Are you planning on protecting your company or business against any loss? Say hello to indemnification agreements. No doubt you might have thought of the term liability, which can connect with indemnification and incentives.
An indemnity agreement is acquired by a third party that covers a party from future losses they might happen to experience. The document has provisions stating that the party applying for indemnification holds another party harmless in every direction, including expenses incurred and interest on said liabilities.
What is indemnity?
Indemnity is a monetary or value or deed paid by the responsible person to the injured party that is used to compensate for material or moral damages caused as a result of an unlawful act. The court may decide to pay moral indemnity to compensate for the injuries suffered by personal rights, material indemnity to compensate for the loss of property due to the unlawful act, or to pay punitive damages in order to pay for all the damage thought to have been caused because of an illegal act. Indemnity can also be defined as the price paid by one party in order to protect themselves from losing their possessions if they are sued by another party.
What Is an Indemnity Agreement?
An indemnity agreement is a contract between two parties that states that one of the parties will be held harmless, with no liability for damages or losses due to activities as a party to the agreement. The indemnity agreement is intended to protect the party that might be held liable by holding the person harmless from that liability. The language contained in an indemnity agreement may have some limitations.
What is the purpose of the contract of indemnity? (Indemnification Agreement)
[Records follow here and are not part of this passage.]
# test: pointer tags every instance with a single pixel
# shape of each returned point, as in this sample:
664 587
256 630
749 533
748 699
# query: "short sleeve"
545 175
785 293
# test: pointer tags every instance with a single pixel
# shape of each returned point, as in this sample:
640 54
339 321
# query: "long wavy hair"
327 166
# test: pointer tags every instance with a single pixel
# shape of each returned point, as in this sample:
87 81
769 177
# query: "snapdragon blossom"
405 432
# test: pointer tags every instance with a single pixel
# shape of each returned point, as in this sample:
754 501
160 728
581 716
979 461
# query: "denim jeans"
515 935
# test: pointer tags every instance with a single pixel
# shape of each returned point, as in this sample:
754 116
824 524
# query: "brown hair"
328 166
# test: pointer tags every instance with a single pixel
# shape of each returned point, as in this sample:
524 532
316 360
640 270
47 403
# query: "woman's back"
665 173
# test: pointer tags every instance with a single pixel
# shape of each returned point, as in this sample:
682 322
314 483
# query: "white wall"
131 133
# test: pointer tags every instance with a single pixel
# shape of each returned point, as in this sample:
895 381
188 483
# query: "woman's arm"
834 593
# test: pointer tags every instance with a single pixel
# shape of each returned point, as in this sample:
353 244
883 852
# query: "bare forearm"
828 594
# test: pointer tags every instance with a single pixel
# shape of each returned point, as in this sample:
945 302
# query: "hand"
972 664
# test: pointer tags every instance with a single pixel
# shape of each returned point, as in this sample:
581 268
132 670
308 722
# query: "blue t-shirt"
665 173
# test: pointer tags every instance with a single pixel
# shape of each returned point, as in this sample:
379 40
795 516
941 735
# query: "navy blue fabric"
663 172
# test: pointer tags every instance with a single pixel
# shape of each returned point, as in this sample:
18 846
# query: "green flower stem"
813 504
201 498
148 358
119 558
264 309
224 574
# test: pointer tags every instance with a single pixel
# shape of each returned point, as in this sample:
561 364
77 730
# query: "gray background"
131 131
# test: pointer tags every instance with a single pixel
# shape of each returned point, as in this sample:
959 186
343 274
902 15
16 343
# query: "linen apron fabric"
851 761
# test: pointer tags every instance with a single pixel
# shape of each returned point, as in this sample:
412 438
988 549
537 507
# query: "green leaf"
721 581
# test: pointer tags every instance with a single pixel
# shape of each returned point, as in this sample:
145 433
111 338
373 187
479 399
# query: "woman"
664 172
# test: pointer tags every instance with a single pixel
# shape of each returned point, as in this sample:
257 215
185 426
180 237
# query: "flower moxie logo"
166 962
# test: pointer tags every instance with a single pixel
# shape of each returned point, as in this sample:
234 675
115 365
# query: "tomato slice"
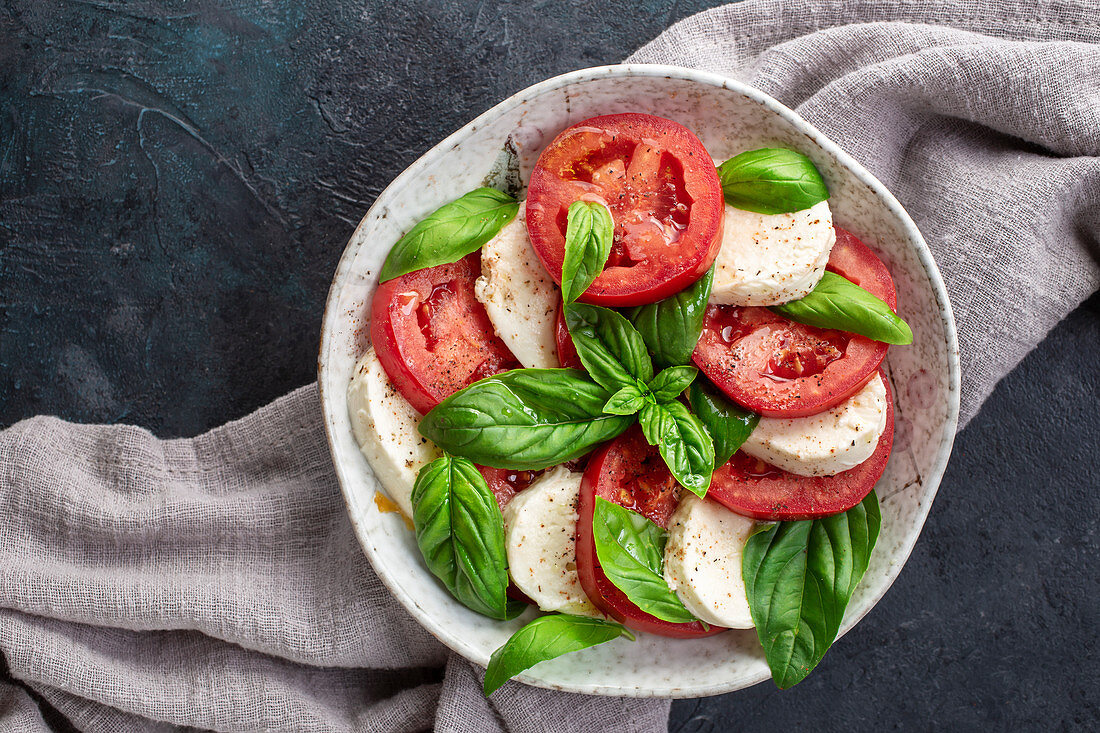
629 472
750 487
782 369
506 483
432 336
664 196
567 352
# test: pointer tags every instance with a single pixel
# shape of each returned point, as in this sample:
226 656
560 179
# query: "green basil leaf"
525 419
728 423
771 181
460 532
626 401
589 236
545 638
838 303
630 549
799 578
670 384
682 441
450 232
608 347
671 327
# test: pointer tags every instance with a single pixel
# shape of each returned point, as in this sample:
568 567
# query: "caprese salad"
647 398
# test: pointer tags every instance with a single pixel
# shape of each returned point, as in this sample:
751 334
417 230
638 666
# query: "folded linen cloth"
216 582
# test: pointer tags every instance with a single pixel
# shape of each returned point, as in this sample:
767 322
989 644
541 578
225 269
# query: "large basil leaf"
771 181
670 383
627 401
524 419
838 303
630 549
799 578
682 441
671 327
545 638
608 347
460 531
589 236
450 232
728 423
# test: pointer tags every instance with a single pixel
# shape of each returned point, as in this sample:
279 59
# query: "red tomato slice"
432 336
567 352
629 472
664 196
782 369
750 487
857 262
506 483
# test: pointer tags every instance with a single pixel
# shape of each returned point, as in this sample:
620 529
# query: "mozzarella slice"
767 260
825 444
539 529
385 426
519 295
703 561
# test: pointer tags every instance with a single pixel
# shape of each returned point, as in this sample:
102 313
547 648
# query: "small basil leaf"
838 303
630 550
670 384
545 638
460 532
771 181
589 236
671 327
608 346
682 441
728 423
525 419
450 232
799 578
626 401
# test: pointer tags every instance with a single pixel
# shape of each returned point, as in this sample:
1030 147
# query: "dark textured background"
177 182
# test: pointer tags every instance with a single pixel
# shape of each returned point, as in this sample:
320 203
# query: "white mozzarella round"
703 561
768 260
385 426
519 295
825 444
539 529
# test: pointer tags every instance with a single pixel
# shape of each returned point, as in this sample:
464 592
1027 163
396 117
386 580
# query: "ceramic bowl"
499 148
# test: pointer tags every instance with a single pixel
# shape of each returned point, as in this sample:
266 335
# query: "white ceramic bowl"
729 118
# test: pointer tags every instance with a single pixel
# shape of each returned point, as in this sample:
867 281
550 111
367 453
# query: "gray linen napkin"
216 582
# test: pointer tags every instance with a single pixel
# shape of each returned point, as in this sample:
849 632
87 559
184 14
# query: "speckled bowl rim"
330 403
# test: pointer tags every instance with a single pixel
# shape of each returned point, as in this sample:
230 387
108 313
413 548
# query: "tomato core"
662 192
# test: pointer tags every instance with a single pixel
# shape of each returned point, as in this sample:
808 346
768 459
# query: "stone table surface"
177 182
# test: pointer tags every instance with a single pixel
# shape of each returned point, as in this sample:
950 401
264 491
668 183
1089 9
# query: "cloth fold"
216 582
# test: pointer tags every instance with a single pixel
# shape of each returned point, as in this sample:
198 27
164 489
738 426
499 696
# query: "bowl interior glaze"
499 148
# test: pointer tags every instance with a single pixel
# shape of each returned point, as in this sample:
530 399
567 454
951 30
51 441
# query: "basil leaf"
671 327
460 532
838 303
608 347
771 181
589 236
799 578
545 638
626 401
630 550
728 423
670 384
525 419
683 442
450 232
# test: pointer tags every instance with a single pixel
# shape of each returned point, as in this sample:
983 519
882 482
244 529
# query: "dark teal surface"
177 182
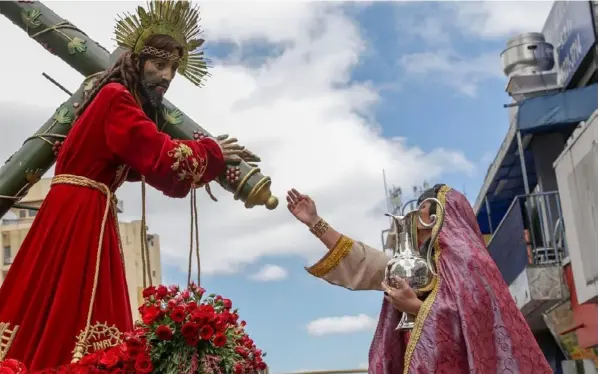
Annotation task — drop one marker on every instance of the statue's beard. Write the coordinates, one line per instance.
(149, 91)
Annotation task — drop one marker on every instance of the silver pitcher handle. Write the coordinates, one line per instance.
(396, 220)
(440, 216)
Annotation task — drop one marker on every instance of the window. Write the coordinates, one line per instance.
(7, 256)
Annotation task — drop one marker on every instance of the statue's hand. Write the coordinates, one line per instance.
(243, 154)
(231, 149)
(302, 207)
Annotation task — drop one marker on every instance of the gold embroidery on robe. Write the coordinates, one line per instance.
(7, 335)
(332, 258)
(100, 336)
(186, 164)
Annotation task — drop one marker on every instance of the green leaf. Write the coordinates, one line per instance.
(77, 45)
(30, 17)
(174, 117)
(63, 116)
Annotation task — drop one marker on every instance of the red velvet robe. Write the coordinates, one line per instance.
(47, 291)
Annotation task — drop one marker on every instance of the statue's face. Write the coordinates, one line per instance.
(425, 215)
(156, 78)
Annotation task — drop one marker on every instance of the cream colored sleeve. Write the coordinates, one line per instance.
(352, 265)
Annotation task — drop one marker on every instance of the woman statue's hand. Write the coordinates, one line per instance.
(302, 207)
(403, 298)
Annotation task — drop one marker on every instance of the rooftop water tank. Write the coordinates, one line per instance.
(527, 54)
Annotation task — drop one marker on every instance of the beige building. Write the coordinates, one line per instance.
(15, 226)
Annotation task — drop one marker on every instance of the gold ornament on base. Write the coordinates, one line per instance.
(98, 337)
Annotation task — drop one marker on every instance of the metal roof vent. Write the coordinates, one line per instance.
(528, 62)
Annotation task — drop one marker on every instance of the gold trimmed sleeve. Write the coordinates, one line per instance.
(332, 258)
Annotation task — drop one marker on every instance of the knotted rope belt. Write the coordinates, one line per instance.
(76, 180)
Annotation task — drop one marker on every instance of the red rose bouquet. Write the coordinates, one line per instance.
(180, 332)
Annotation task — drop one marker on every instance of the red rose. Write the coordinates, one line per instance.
(149, 291)
(143, 364)
(171, 303)
(241, 351)
(132, 347)
(151, 314)
(164, 332)
(178, 314)
(192, 341)
(191, 307)
(189, 329)
(206, 332)
(220, 340)
(161, 292)
(109, 359)
(238, 369)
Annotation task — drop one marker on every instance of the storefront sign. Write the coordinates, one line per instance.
(571, 29)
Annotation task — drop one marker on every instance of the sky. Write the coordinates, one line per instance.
(328, 94)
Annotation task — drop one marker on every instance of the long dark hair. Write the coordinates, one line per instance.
(431, 192)
(127, 69)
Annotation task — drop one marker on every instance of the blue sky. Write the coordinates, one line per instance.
(328, 94)
(429, 111)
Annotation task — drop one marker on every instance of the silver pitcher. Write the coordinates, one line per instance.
(407, 262)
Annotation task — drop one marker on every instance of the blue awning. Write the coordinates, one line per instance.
(559, 112)
(546, 113)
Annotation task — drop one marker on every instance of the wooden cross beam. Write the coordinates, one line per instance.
(26, 166)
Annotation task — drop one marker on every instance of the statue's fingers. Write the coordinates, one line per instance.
(291, 199)
(229, 141)
(234, 147)
(296, 194)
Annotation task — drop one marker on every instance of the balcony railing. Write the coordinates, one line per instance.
(531, 233)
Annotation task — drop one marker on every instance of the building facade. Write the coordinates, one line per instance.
(538, 202)
(15, 226)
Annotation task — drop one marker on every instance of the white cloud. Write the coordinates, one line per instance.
(459, 72)
(299, 111)
(500, 19)
(270, 273)
(444, 24)
(341, 325)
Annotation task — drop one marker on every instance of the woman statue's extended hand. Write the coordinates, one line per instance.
(302, 207)
(403, 298)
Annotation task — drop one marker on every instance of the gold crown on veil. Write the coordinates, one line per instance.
(177, 19)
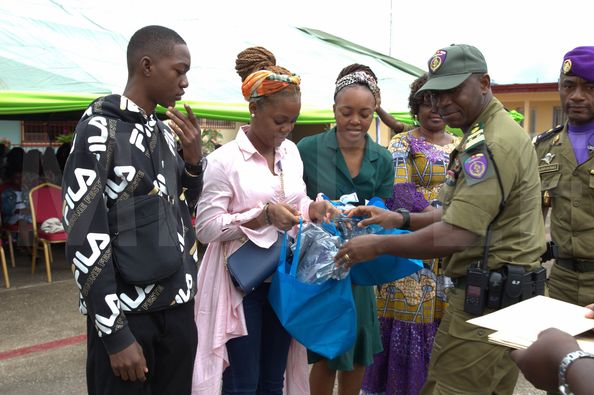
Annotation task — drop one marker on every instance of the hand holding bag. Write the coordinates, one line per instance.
(144, 241)
(384, 268)
(319, 316)
(250, 265)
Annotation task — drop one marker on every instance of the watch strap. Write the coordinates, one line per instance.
(564, 365)
(405, 218)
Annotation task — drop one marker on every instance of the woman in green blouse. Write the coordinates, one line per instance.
(341, 161)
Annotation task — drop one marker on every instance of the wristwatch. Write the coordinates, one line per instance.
(564, 365)
(405, 218)
(198, 169)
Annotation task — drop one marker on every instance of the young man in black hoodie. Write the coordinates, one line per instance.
(131, 243)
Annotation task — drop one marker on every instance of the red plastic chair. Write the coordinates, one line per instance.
(46, 202)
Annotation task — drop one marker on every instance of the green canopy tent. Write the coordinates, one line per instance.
(60, 55)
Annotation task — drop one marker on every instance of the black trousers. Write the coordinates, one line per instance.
(168, 339)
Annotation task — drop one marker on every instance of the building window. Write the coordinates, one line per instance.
(559, 116)
(44, 133)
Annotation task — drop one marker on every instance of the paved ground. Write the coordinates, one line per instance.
(42, 343)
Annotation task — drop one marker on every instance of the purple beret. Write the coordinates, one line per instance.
(579, 62)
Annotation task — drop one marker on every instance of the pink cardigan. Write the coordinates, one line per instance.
(237, 184)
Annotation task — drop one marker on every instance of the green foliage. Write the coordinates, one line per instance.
(210, 137)
(65, 138)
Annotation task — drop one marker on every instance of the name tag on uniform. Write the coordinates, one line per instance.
(548, 168)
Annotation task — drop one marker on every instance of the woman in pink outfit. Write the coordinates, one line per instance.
(253, 188)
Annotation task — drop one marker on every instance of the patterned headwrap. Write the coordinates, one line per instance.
(358, 77)
(265, 82)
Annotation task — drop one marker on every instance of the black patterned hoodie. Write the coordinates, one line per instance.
(110, 161)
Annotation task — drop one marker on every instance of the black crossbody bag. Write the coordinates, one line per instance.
(143, 229)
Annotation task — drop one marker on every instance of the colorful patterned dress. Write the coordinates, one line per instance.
(411, 308)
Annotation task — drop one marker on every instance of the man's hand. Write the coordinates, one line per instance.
(322, 211)
(129, 364)
(540, 362)
(375, 215)
(359, 249)
(189, 133)
(283, 215)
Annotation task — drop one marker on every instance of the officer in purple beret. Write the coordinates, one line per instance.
(566, 167)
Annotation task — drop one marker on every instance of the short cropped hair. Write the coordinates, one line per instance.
(150, 40)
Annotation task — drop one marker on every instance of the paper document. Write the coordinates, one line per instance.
(517, 326)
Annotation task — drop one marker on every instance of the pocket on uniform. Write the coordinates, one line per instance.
(549, 182)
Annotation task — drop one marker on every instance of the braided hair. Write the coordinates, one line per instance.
(414, 100)
(254, 59)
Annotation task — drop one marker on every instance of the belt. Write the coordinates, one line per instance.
(577, 265)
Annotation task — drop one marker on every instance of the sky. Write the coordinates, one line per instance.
(523, 40)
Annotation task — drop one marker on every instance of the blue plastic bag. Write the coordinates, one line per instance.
(319, 316)
(384, 268)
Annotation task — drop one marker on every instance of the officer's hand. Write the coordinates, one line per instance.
(540, 362)
(322, 211)
(129, 364)
(376, 215)
(189, 133)
(358, 249)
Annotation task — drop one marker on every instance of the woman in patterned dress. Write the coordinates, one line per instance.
(410, 309)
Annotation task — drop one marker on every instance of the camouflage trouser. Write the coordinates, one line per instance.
(571, 286)
(462, 361)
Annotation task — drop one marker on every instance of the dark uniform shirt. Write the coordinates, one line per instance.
(471, 194)
(570, 188)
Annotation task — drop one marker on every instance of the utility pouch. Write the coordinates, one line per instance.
(539, 276)
(496, 283)
(512, 290)
(475, 296)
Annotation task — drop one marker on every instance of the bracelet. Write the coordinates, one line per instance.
(267, 214)
(564, 365)
(405, 218)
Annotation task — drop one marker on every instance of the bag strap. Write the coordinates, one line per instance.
(297, 250)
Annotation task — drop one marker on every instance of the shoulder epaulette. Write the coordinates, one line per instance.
(546, 135)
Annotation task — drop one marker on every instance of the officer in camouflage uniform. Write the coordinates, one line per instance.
(566, 167)
(492, 183)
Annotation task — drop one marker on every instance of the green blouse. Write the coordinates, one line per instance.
(325, 170)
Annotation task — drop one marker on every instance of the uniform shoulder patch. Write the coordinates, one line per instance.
(475, 139)
(546, 135)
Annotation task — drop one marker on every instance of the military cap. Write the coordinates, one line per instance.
(579, 62)
(451, 66)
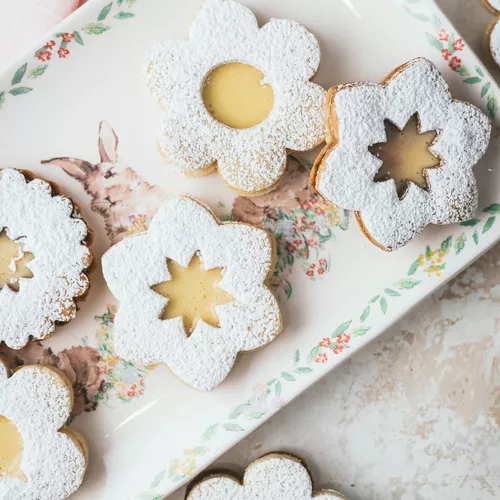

An indemnity is a contract where the indemnifier steps up to take responsibility for the losses and injuries listed in the agreement. Indemnity agreements define the scope of liability, but the terms of an indemnification agreement can be reasonably complicated.
Multiple parties will be involved in some scenarios, so you may need counsel from a business attorney to help create an effective indemnity agreement. The language used in this document clearly defines the extent of a party’s liability, as well as the ways in which they can reduce their monetary responsibility.
What is included in an indemnity agreement?
An indemnity agreement is an general form of agreement in which one party is obligated to protect or save another from financial hardship due to a loss.
The “indemnified” party is the party protected; the “indemnifier” is the party that must save the other from financial hardship when a disaster strikes.
An indemnity agreement can be used to protect the interests of both parties. Although it is not legally required for a party to sign an indemnification agreement, it may explain the consideration (usually a sum of money) that will be used to secure the agreement.
A complete indemnity agreement should state the specific terms under which the indemnitee will be held harmless. The indemnitee must approve any settlement deal before they enter into the contract with the other party.
A standard indemnification agreement exists in many business transactions, although it may not always be clearly defined. Like all other contracts and legal documents, Indemnification agreements are generally comprised of several elements.
The person seeking indemnification should review and understand what is included in this agreement.
What is the difference between a hold harmless agreement and an indemnity agreement?
It is important to note that this legal document is often confused with a similar one – a Hold Harmless Agreement. Though these two documents have a lot in common in terms of purpose and meaning, they are different in a few ways.
While both forms protect the parties from certain liabilities, only indemnification provides broader coverage. This form also covers losses that are not connected to a breach of an agreement or duties. A Hold Harmless Agreement does not provide such comprehensive coverage.
Indemnity agreements can be found in many forms, from a few lines in small business contracts to long paragraphs of detailed legalese that parties agree upon during big deals or before big projects. An indemnity agreement is a common legal practice that is highly used at the time of purchase of insurance policies which provides that if any kind of loss comes out of any accident and it is not directly insured by the policyholder, then the company will accept liability for the same and pay accordingly.
The insurance company, too, has an indemnity agreement with its directors and shareholders so that they agree to take full responsibility after conducting due diligence on their statements.